Chiamato anche farro piccolo o enkir, il farro monococco (farro monococcum) è considerato il padre di tutti i frumenti perché le sue origini risalgono alla notte dei tempi. Basta pensare che per i Romani era l’alimento base. E’ un vero e proprio multivitaminico perché, rispetto ad una varietà di frumento tenero, contiene da 5 a 8 volte in più di fosforo, potassio, piridossina e betacarotene, un elevato contenuto proteico e di qualità, un basso tenore di glutine (intorno al 7%) e di acidi grassi saturi e minor contenuto di amido, motivo per cui è più digeribile.

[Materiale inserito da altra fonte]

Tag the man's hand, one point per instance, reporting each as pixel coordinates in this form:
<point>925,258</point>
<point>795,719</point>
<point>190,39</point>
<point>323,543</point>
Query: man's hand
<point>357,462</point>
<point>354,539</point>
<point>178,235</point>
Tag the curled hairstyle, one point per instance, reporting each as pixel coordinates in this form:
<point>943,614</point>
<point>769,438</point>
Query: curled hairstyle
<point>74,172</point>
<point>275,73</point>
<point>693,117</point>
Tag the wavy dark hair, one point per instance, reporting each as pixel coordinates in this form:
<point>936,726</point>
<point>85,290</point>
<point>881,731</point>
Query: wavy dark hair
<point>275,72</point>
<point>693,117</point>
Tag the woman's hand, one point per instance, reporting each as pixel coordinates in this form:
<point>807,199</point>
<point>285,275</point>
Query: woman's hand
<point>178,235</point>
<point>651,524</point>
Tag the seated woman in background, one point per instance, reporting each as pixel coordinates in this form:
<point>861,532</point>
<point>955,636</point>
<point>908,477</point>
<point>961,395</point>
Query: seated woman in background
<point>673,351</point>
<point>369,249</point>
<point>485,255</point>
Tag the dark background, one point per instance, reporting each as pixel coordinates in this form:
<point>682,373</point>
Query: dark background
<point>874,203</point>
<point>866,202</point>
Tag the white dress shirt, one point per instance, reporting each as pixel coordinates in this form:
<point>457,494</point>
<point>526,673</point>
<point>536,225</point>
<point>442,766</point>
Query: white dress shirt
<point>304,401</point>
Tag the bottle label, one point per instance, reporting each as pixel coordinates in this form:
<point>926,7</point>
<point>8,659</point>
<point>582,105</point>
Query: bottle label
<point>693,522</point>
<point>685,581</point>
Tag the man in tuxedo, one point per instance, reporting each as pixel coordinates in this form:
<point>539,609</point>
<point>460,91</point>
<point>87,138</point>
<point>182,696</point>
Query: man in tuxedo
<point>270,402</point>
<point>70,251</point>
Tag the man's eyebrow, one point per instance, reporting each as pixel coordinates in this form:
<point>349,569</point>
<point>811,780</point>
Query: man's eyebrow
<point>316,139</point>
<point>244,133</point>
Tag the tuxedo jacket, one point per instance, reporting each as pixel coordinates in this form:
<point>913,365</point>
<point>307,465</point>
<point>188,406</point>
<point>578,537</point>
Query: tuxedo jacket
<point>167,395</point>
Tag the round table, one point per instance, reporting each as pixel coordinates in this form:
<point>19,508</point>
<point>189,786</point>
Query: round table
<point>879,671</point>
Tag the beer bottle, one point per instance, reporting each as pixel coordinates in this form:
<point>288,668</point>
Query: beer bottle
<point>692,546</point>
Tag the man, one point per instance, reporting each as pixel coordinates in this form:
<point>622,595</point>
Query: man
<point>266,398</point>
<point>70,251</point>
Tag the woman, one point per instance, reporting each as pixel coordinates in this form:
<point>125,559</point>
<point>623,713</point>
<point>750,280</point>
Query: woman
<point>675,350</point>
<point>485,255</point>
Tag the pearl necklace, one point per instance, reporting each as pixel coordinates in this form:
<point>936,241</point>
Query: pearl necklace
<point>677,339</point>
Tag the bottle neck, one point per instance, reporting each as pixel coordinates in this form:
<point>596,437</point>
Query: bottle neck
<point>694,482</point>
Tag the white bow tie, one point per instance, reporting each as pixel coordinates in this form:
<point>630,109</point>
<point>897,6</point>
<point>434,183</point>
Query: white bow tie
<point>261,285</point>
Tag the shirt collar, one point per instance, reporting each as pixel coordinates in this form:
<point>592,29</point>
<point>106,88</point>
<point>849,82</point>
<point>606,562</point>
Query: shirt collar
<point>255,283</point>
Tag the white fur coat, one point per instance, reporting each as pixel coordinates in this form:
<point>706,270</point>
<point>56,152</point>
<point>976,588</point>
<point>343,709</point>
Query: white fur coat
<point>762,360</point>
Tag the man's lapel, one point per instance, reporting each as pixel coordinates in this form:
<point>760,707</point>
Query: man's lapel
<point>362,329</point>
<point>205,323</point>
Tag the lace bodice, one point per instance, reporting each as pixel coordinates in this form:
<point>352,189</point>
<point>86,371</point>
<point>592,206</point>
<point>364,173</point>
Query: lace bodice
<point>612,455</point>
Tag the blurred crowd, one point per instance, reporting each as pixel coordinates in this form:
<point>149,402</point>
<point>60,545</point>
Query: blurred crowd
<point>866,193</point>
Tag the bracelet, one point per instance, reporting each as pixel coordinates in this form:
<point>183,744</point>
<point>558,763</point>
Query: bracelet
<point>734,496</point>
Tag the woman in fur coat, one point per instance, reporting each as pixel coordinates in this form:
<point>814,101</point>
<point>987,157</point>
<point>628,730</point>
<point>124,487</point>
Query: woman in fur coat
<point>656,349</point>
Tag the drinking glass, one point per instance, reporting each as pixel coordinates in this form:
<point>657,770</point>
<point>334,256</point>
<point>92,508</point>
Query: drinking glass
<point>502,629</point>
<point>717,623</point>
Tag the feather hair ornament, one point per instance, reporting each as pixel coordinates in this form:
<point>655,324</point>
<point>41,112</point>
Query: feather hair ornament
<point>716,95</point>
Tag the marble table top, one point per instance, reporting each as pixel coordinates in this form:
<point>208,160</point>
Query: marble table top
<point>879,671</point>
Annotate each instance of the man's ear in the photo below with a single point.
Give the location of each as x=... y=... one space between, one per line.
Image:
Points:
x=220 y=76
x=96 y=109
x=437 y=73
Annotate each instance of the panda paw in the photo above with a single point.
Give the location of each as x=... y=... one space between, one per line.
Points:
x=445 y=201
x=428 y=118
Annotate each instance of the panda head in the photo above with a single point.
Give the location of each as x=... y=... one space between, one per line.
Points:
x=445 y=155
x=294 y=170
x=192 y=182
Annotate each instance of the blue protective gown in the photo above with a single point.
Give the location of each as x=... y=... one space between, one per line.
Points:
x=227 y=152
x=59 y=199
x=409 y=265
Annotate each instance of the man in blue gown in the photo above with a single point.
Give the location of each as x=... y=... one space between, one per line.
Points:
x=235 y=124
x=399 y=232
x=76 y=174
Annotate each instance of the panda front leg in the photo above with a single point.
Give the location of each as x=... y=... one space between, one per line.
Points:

Secondo studi recenti, il farro monococco non contiene le sequenze amminoacidiche responsabili della celiachia, ma è comunque sconsigliato il consumo alle persone intolleranti al glutine. Per qualsiasi dubbio, chiedete al vostro nutrizionista di fiducia. Il suo indice glicemico, in sostanza, può essere paragonato a quello di altri cereali e del pane integrale o semi integrale. In ogni modo, è un cereale altamente saziante, poco calorico e ben digeribile, perfetto soprattutto per chi soffre di stitichezza e chi ha problemi di diabete. Non solo, è consigliato anche per contrastare il rischio di aterosclerosi e cardiovascolare e per abbassare i livelli di colesterolo LDL.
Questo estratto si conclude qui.